ELENA
Puede que solo mintiera a mi amiga en un detalle. Esa noche no estaba tan borracha como para no saber lo que estaba haciendo. Tenía el control de todo mi cuerpo y mis emociones, sabía lo que estaba haciendo en cada momento, cuando se acercó a mí en mitad de aquella fiesta y me susurro en el oído, cuando nos metimos en uno de los baños sin importar de que genero fuera, quería que eso pasara y al final paso. Aunque lo más extraño de todo eso fue lo que vi con mis propios ojos. Allí en su coche todoterreno, Rafael se encontraba hablando con un chico de la fiesta y yo me encontraba a su lado. Hubo un momento fugaz, en el que puede que no se diera cuenta, pero mis ojos vieron lo que vieron. Rafael abrió la puerta trasera del coche para sacar una bolsa llena de marihuana para después dársela al chico con el que estaba hablando, y ahí estaba, una máscara de lobo, junto a una cantidad indecente de droga en el asiento trasero. Por un momento quise creer que se trataba de una máscara barata y no darle importancia. Pero todo lo que había oído de este chico las cosas que decían de él me hicieron sospechar. Obviamente no se lo iba a contar a Lucía, se podría histérica, desde que me conto todo lo que pasaba con los Canes, me obsesione, hasta el punto de querer averiguar más de ellos. Con su desaparición fue lo que me hizo que todas mis alarmas saltasen, entonces no tuve más remedio de ir en busca de Rafael. Ahora me encuentro conviviendo con ellos y con mi mejor amiga. Pensaba que tendríamos algo en común ahora que estamos con ellos, pero no es así.

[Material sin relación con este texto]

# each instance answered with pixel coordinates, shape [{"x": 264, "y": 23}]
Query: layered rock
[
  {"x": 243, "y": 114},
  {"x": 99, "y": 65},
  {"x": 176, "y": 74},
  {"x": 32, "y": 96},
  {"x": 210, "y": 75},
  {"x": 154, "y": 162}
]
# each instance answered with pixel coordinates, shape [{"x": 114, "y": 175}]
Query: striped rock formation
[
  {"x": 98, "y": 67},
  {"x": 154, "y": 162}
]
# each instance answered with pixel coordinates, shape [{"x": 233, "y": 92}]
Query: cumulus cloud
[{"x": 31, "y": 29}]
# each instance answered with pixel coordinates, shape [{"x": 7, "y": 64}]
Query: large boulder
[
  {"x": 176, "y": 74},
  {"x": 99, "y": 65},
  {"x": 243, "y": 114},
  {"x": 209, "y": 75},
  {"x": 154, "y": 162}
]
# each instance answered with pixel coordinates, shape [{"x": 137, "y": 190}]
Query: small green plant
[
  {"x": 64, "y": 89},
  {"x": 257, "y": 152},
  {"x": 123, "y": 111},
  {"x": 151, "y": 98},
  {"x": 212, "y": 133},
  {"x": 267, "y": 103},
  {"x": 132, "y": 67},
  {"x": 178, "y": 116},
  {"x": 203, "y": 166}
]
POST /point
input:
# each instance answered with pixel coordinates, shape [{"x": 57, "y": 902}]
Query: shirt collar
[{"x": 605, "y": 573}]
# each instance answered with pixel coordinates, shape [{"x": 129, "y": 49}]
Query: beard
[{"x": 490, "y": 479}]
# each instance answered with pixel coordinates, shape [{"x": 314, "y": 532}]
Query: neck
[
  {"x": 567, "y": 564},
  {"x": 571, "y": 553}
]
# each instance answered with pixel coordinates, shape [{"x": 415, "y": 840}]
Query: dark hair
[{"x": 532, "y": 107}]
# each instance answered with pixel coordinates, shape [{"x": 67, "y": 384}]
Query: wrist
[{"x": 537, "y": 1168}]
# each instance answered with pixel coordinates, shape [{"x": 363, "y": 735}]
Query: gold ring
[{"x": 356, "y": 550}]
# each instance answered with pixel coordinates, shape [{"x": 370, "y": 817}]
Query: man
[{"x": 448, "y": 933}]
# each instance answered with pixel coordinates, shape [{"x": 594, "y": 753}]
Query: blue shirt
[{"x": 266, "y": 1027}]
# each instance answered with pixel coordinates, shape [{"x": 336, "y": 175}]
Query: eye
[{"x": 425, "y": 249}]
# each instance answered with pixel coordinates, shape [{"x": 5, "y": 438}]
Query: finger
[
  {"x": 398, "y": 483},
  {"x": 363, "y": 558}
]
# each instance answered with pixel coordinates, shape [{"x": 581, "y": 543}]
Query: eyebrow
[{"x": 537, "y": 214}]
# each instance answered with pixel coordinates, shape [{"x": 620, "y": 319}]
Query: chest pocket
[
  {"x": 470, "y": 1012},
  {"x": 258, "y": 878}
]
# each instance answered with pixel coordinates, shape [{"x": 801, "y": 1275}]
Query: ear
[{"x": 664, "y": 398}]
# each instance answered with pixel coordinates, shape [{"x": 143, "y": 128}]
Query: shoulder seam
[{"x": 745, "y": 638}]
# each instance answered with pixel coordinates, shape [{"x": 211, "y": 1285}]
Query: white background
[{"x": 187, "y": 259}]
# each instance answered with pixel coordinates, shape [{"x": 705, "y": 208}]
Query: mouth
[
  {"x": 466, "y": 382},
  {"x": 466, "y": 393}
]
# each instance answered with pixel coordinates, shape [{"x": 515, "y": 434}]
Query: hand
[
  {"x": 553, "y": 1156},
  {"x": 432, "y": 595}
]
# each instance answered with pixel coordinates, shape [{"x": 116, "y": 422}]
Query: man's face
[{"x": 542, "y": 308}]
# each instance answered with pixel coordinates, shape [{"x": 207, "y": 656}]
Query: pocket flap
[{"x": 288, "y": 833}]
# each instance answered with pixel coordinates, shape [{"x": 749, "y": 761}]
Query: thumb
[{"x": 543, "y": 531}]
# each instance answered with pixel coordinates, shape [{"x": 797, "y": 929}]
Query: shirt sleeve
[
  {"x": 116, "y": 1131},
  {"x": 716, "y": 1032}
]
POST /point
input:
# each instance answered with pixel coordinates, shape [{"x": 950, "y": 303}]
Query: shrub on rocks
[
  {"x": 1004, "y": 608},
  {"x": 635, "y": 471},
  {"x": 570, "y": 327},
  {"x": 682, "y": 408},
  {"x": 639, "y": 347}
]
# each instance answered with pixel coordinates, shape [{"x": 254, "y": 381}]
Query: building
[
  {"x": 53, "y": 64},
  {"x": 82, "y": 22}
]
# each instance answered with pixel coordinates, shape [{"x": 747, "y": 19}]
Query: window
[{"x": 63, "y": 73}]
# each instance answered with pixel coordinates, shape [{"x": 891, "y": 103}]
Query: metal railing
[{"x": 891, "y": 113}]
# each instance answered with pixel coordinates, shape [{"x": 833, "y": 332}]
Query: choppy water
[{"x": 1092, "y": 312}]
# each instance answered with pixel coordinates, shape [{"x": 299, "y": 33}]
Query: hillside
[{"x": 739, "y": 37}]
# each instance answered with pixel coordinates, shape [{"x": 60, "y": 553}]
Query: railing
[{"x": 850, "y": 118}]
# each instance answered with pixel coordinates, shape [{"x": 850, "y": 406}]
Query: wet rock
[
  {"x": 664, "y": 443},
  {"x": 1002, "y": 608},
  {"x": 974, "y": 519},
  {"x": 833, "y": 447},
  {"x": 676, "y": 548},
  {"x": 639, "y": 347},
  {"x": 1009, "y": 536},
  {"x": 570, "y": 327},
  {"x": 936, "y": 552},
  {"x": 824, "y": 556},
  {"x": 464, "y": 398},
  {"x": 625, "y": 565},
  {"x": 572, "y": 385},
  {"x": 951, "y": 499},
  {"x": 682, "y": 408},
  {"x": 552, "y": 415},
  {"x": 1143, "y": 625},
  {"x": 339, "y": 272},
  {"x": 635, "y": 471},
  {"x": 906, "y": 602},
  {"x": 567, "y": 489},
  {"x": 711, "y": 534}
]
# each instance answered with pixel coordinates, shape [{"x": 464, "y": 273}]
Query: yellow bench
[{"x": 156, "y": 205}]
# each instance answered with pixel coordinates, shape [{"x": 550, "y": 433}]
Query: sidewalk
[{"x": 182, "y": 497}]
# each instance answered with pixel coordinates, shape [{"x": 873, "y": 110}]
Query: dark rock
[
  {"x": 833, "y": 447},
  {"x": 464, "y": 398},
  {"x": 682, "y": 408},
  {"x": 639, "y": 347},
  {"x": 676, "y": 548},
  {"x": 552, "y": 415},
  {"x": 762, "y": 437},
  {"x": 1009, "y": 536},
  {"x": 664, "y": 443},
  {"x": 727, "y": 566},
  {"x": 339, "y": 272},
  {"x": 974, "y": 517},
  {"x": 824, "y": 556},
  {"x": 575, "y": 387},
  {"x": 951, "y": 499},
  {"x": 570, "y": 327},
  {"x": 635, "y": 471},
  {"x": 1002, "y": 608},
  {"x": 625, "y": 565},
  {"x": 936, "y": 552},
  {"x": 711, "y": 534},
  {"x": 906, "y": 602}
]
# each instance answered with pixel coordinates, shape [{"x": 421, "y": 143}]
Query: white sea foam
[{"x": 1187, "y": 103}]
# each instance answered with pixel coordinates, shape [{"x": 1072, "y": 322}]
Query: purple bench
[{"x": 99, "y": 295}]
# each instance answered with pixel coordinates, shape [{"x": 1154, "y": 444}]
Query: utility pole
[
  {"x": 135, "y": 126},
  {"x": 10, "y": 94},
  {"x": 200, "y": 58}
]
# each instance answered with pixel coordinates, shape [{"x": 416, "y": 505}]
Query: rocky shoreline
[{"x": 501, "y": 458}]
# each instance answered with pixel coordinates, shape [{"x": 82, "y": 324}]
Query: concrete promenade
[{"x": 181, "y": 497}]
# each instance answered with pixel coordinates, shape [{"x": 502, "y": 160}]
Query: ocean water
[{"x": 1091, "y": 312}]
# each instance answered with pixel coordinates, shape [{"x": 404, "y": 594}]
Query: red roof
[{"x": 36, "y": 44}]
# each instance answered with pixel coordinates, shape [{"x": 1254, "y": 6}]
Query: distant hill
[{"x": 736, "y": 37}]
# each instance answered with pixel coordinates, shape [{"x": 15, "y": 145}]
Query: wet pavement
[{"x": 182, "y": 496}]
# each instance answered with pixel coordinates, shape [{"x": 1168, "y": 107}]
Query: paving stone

No quiero mentirla, pero tengo que hacerlo, no le sentaría para nada bien si le dijera que lo fui buscando y que para colmo me he enamorado de uno de ellos, aunque ella está en la misma situación que yo y no lo quiera admitir.
Maciel subió hacia su habitación donde se encontraban las dos amigas para avisar a Elena de que Rafael quería que bajara para irse, antes de salir por la puerta las dos amigas se despidieron con un fuerte abrazo y Elena termino diciendo:
— Hablare con Rafael para que me deje venir más a menudo para verte— al decir eso miró a Maciel con una tímida sonrisa intentando tener el mínimo contacto visual con él y salió de allí para encontrarse con Rafael el pie de las escaleras esperando.
— Venga no tengo todo el día— la hizo una seña para que se diera prisa, cuando la morena llego hasta el, este la rodeo los hombros con uno de sus brazos y juntos de dirigieron hacia la puerta.
— Es asqueroso— replico la pecosa mirando desde arriba una vez que su amiga y el Can se fueron.
— ¿Por qué motivo?, tu amiga se ha adaptado mejor que tú, que llevas casi tres semanas aquí— soltó dándose la vuelta frunciendo el ceño.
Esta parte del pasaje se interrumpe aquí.